The launch of Israel's campaign, 10 days ago, could not have been better timed. It caught the world's political elites on holiday, unable to concert an effective response, even if they had been minded to, and it caught Hamas, which runs Gaza, on the hop too. Hamas had ended a six month ceasefire with Israel but the Islamic movement's leadership did not apparently reckon on such a swift response from its enemy - as a consequence a majority of those killed in the first few days of bombing were party members, security men, and police who had not been dispersed for their own safety.
America's upcoming change of administration also played a key role in choosing this moment. Those Palestinian factions or the Lebanese movement, Hezbollah, that might have been tempted to act elsewhere in solidarity with the people of Gaza have not so far done so. Some feel this may be due to their reluctance to get off on the wrong foot with the Obama Administration.

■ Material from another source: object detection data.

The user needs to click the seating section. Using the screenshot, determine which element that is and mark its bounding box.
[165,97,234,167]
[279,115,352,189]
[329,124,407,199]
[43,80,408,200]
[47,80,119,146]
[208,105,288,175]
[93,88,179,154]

It is however a different electoral cycle - Israel's - that is now greatly complicating the decisions about how far to push this military action. Within the government of outgoing Prime Minister Ehud Olmert there are differing views. Tzipi Livni, the Foreign Minister and his successor as leader of the Kadima party, reportedly favours pushing on until the Hamas government in Gaza collapses. The Defence Minister (and former prime minister) Ehud Barak apparently favours more limited objectives of creating a longer term cease fire with the Hamas government. His Labour Party will be battling Ms Livni's at the polls next month.
So Mr Olmert will have to referee this disagreement among his Cabinet members. In the meantime, other factors in the timing equation will militate against open-ended action in Gaza. With stark reports of infrastructure collapsing within the strip as well as more than 540 dead at the time of writing, the growing cost of this offensive is creating ripples of outrage around the world.
Many Israelis don't care too much about that - or rather they put their own security first - but the longer this goes on the greater the possible damage to relations with the United States and the possibility that Hezbollah or one of its Palestinian allies will launch attacks across the Lebanese border. There are risks too that if the Israeli army becomes too much of a static target on the ground in Gaza, its losses through suicide bombing and other resistance may start to multiply.
So the key questions about timing are now those about when all of this destruction should stop. Given these pressures, Ms Livni's more ambitious ideas about toppling Hamas may get shelved. But rest assured that however this ends both she and Mr Barak will try to take the credit for the timing of the campaign in the first place.